Benign multicystic peritoneal mesothelioma is an extremely rare tumor that occurs mainly in women in their reproductive age. Its preoperative diagnosis and adequate treatment are quite difficult to attain.

Case presentation

Our patient was a 23-year-old Japanese woman who had a history of right oophorectomy and left ovarian cystectomy for an ovarian tumor at 20 years of age. The left ovarian tumor had been diagnosed on histology as a mucinous borderline tumor. Two years and nine months after the initial operation, multiple cysts were found in our patient. A laparotomy was performed and her uterus, left ovary, omentum and pelvic lymph nodes were removed due to suspicion of recurrence of the borderline tumor. A histological examination, however, revealed that the cysts were not a recurrence of the borderline tumor but rather benign multicystic peritoneal mesothelioma. There were no residual lesions and our patient was followed up with ultrasonography. She remains free from recurrence nine months after treatment.

Conclusion

We report a case of benign multicystic peritoneal mesothelioma mimicking recurrence of an ovarian borderline tumor. Benign multicystic peritoneal mesothelioma should be suspected when a multicystic lesion is present in the pelvis as in the case presented here, especially in patients with previous abdominal surgery.

Introduction

Benign multicystic peritoneal mesothelioma (BMPM) is a rare peritoneal condition which occurs most frequently in women with a history of abdominal surgery.

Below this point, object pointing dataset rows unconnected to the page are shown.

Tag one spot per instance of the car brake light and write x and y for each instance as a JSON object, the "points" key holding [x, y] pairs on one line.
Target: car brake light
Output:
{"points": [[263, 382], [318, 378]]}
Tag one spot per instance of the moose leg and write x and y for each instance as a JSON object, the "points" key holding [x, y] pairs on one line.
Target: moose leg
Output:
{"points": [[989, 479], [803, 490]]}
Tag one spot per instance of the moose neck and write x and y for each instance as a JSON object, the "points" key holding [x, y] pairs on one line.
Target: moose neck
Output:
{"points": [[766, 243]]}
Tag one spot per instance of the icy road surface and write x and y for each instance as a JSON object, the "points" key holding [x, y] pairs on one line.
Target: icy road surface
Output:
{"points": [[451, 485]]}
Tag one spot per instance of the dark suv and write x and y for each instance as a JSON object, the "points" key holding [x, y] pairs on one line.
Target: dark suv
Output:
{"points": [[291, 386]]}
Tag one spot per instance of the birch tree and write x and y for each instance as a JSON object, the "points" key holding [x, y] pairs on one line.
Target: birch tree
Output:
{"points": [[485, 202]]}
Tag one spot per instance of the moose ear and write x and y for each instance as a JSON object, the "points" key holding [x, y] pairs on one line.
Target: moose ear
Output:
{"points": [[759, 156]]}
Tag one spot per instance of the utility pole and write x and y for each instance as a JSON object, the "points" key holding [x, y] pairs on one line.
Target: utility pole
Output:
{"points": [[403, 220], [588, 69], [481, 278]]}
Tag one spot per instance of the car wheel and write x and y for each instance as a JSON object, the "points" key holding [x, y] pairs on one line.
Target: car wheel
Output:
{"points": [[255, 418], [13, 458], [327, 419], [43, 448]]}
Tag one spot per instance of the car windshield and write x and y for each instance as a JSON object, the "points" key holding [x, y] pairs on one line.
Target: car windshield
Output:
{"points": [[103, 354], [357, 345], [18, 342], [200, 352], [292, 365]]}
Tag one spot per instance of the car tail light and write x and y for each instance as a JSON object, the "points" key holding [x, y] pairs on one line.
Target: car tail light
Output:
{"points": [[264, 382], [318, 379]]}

It is characterized by a slowly progressive process and a high rate of relapse after surgical resection [1]. Preoperative or intraoperative diagnosis has been shown to be difficult, especially the differential diagnosis of an ovarian tumor. It is also difficult to manage this disease appropriately because of its rarity.

Case presentation

A 20-year-old Japanese woman presented to a local hospital with lower abdominal pain. She had mental retardation and epilepsy, and was unable to indicate her intentions. She was found to have a multicystic tumor in her pelvic cavity and was referred to our gynecologic department. Her lower abdomen was soft and showed slight swelling without tenderness. Magnetic resonance imaging revealed that a multicystic tumor occupied her abdominal cavity. Because the tumor did not have a solid component or enhancement with gadolinium enhancement and tumor markers were normal (carbohydrate antigens [CA] 125, CA19-9 and carcinoembryonic antigen), a benign ovarian tumor was suspected. A laparotomy was performed, unexpectedly revealing swelling of her bilateral ovaries. The right ovarian tumor was the size of an adult head and the left ovarian tumor was the size of a fist. A right oophorectomy and left ovarian cystectomy were performed. Gross findings were that the bilateral ovarian tumors seemed benign without a solid or papillary component. The pathological diagnosis of the right ovarian tumor was mucinous cystadenoma; however, the pathological diagnosis of the left ovarian tumor was an intestinal type mucinous borderline tumor. Our patient did not receive any adjuvant therapy and we planned to follow up every three months.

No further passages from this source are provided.